Abstract

Gender-based differences in patient response to injury/disease have long been recognized both in clinical and experimental settings [1, 2]. Despite this, some remain skeptical on the role of gender in the overall outcome of patients [1, 3]. From an analysis of more than 150,000 trauma patients, it was concluded that male patients are at higher risk of death as compared to female patients following blunt trauma [4]. Similarly, other studies have also indicated that females are more resistant to sepsis as compared to males [5, 6]. However, gender was not found to be a significant factor in the outcome of trauma patients in some other studies [7, 8]. Thus, the role of gender in the outcome of trauma patients remains somewhat controversial.

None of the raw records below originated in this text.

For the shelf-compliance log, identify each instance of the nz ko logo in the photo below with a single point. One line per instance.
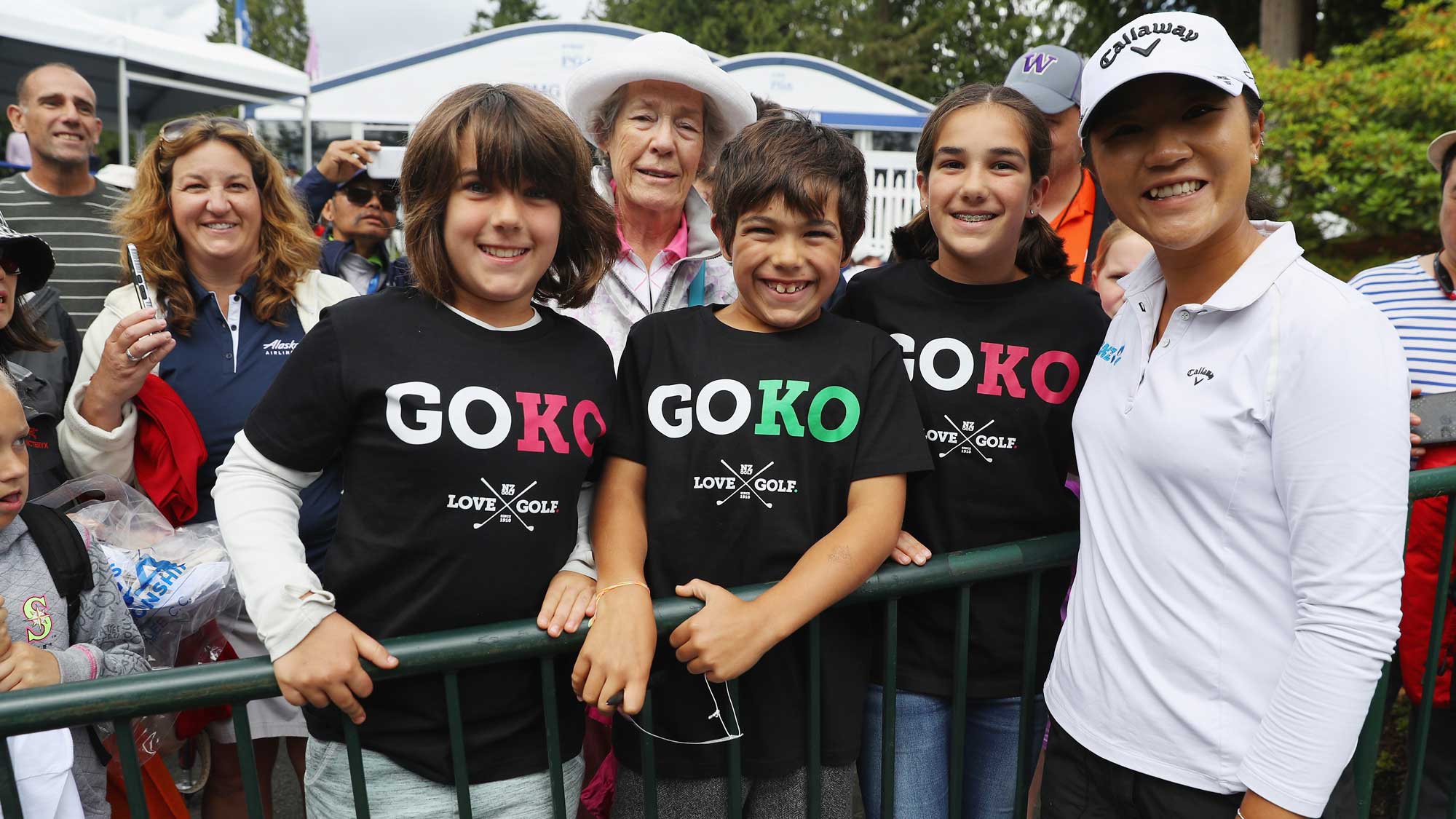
(509, 505)
(748, 481)
(969, 439)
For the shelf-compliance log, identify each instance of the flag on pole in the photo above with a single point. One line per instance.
(245, 27)
(311, 62)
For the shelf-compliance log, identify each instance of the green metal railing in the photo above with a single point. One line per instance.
(120, 700)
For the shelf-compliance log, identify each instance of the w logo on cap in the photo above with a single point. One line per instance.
(1037, 63)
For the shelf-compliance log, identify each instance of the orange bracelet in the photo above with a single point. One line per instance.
(596, 601)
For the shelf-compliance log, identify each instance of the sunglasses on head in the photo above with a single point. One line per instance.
(177, 129)
(360, 196)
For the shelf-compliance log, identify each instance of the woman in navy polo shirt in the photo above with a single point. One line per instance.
(229, 256)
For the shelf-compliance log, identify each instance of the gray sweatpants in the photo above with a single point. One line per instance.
(403, 794)
(764, 797)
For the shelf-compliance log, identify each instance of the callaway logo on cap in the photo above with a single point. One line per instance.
(1167, 43)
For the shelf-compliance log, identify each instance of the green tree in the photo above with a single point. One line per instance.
(509, 12)
(280, 28)
(1348, 135)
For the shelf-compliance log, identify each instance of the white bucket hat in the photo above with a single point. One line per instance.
(1167, 43)
(659, 56)
(1439, 146)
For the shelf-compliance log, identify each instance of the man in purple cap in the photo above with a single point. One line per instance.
(1051, 78)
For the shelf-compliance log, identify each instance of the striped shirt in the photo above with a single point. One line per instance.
(1423, 317)
(79, 232)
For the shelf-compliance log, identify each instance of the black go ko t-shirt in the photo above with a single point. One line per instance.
(752, 442)
(997, 372)
(464, 451)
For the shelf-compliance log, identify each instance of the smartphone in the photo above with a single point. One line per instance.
(141, 282)
(1438, 413)
(388, 164)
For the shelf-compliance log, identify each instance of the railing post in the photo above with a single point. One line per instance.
(247, 761)
(735, 761)
(887, 714)
(1029, 691)
(9, 793)
(649, 759)
(130, 768)
(1369, 746)
(1423, 723)
(816, 762)
(963, 637)
(352, 743)
(456, 723)
(558, 787)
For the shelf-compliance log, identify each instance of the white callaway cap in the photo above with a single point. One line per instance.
(1167, 43)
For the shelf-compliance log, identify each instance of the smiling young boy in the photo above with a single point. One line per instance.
(761, 440)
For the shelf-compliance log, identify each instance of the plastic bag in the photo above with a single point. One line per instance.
(174, 580)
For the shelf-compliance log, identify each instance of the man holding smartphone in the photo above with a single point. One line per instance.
(1420, 299)
(359, 206)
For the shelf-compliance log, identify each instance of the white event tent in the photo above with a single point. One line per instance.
(142, 75)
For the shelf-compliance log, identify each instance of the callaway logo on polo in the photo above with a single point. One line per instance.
(1133, 34)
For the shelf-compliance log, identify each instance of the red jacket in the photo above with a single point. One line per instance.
(170, 451)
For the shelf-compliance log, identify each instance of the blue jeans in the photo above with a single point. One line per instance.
(924, 755)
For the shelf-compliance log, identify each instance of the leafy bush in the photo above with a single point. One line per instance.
(1349, 135)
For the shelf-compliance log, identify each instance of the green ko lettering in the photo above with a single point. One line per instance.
(783, 405)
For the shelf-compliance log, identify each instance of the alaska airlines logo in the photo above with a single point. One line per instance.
(506, 505)
(1037, 63)
(1112, 355)
(1133, 36)
(746, 483)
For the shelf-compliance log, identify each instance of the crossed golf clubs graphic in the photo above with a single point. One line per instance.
(966, 439)
(505, 506)
(746, 484)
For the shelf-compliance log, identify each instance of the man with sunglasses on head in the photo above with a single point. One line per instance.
(360, 212)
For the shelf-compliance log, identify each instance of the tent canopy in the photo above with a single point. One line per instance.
(158, 75)
(401, 91)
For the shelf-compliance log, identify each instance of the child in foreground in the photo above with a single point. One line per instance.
(465, 413)
(759, 440)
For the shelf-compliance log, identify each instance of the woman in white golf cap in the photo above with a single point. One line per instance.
(1243, 443)
(660, 111)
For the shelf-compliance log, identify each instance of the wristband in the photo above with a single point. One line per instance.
(596, 599)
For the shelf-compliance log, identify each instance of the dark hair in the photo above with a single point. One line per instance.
(24, 334)
(1039, 251)
(25, 78)
(288, 247)
(1256, 205)
(521, 139)
(800, 161)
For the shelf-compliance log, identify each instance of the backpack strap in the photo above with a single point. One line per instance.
(65, 553)
(1101, 218)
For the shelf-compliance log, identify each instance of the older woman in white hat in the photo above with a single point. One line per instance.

In contrast, the findings from experimental studies clearly indicate that gender plays a critical role in the host response to major injury [1, 2]. These studies have shown that immune and cardiovascular functions are suppressed following trauma-hemorrhage in mature males, ovariectomized and aged females, while both immune and cardiac functions are maintained in proestrus females under those conditions [1, 3, 9, 10]. Similarly, liver functions following trauma-hemorrhage were depressed in males, but were maintained in proestrus females. Moreover, the survival rate of proestrus females subjected to sepsis after trauma-hemorrhage is significantly higher than age-matched males or ovariectomized females. In this chapter, we will review studies delineating the potential mechanisms by which male and female sex hormones influence immune and other organ functions following trauma-hemorrhage.